Dany fled from the choice, out onto the terrace. She found Rhaegal asleep beside the pool, a green and bronze coil basking in the sun. Drogon was perched up atop the pyramid, in the place where the huge bronze harpy had stood before she had commanded it to be pulled down. He spread his wings and roared when he spied her. There was no sign of Viserion, but when she went to the parapet and scanned the horizon she

saw pale wings in the far distance, sweeping above the river. He is hunting. They grow bolder every day. Yet it still made her anxious when they flew too far away. One day one of them may not return, she thought.

"Your Grace?"

She turned to find Ser Barristan behind her. "What more would you have of me, ser? I spared you, I took you into my service, now give me some peace."

"Forgive me, Your Grace. It was only . . . now that you know who I am…" The old man hesitated. "A knight of the Kingsguard is in the king's presence day and night. For that reason, our vows require us to protect his secrets as we would his life. But your father's secrets by rights belong to you now, along with his throne, and … I thought perhaps you might have questions for me."

Questions?
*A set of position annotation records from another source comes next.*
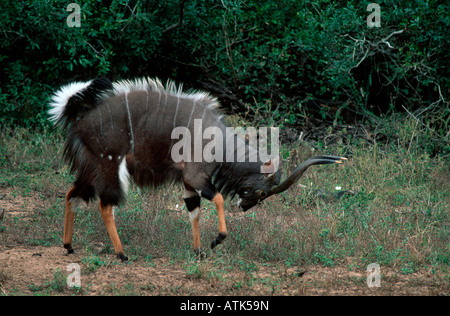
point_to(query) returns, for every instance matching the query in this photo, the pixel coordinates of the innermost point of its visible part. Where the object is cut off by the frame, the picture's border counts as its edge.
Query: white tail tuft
(59, 100)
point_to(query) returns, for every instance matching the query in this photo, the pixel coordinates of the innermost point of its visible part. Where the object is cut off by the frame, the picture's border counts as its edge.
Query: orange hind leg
(68, 222)
(108, 219)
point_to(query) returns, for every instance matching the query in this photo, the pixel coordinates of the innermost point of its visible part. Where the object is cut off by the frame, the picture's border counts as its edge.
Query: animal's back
(128, 133)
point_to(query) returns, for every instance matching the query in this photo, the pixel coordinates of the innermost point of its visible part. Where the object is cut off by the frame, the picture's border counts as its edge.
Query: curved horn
(297, 173)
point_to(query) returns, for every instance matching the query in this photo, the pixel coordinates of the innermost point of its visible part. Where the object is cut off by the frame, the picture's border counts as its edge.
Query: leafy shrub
(302, 59)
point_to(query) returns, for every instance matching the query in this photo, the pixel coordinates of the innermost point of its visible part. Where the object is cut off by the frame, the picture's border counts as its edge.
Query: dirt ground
(32, 270)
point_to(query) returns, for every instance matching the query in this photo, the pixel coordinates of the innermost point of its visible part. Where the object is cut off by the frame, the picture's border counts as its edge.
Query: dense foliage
(296, 59)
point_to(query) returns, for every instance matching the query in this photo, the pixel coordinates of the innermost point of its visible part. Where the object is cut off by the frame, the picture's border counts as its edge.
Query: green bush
(302, 59)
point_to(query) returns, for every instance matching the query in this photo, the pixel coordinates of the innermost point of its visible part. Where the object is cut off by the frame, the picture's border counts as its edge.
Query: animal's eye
(244, 191)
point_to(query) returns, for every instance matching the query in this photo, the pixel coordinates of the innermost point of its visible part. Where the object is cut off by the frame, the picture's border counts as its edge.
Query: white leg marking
(124, 176)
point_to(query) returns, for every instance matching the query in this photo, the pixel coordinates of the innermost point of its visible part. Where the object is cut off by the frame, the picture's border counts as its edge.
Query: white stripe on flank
(130, 123)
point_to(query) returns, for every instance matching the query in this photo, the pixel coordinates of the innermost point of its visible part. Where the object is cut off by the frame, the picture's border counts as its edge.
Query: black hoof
(69, 249)
(200, 254)
(122, 257)
(218, 240)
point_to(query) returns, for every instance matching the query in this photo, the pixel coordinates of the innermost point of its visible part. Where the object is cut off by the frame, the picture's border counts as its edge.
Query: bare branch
(180, 20)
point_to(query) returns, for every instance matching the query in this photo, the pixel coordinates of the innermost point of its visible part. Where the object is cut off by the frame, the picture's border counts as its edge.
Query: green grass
(399, 218)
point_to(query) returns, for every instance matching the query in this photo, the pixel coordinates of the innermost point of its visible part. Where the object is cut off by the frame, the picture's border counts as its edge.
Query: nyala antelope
(122, 130)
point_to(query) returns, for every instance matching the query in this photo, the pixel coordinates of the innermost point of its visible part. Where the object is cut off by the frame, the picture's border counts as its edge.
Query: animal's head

She had a hundred questions, a thousand, ten thousand. Why couldn't she think of one? "Was my father truly mad?" she blurted out. Why do I ask that? "Viserys said this talk of madness was a ploy of the Usurper's…"

"Viserys was a child, and the queen sheltered him as much as she could. Your father always had a little madness in him, I now believe. Yet he was charming and generous as well, so his lapses were forgiven. His reign began with such promise … but as the years passed, the lapses grew more frequent, until. .."

Dany stopped him. "Do I want to hear this now?"

Ser Barristan considered a moment. "Perhaps not. Not now."

"Not now," she agreed. "One day. One day you must tell me all. The good and the bad. There is some good to be said of my father, surely?"

"There is, Your Grace. Of him, and those who came before him. Your grandfather Jaehaerys and his brother, their father Aegon, your mother … and Rhaegar. Him most of all."

"I wish I could have known him." Her voice was wistful.

"I wish he could have known you," the old knight said. "When you are ready, I will tell you all."

Dany kissed him on the cheek and sent him on his way.

That night her handmaids brought her lamb, with a salad of raisins and carrots soaked in wine, and a hot flaky bread dripping with honey. She could eat none of it. Did Rhaegar ever grow so weary? she wondered. Did Aegon, after his conquest?

Later, when the time came for sleep, Dany took Irri into bed with her, for the first time since the ship. But even as she shuddered in release and wound her fingers through her handmaid's thick black hair, she pretended it was Drogo holding her … only somehow his face kept turning into Daario's. If I want Daario I need only say so. She lay with Irri's legs entangled in her own. His eyes looked almost purple today…

Dany's dreams were dark that night, and she woke three times from half-remembered nightmares. After the third time she was too restless to return to sleep. Moonlight streamed through the slanting windows, silvering the marble floors. A cool breeze was blowing through the open terrace doors. Irri slept soundly beside her, her lips slightly parted, one dark brown nipple peeping out above the sleeping silks. For a moment Dany was tempted, but it was Drogo she wanted, or perhaps Daario. Not Irri. The maid was sweet and skillful, but all her kisses tasted of duty.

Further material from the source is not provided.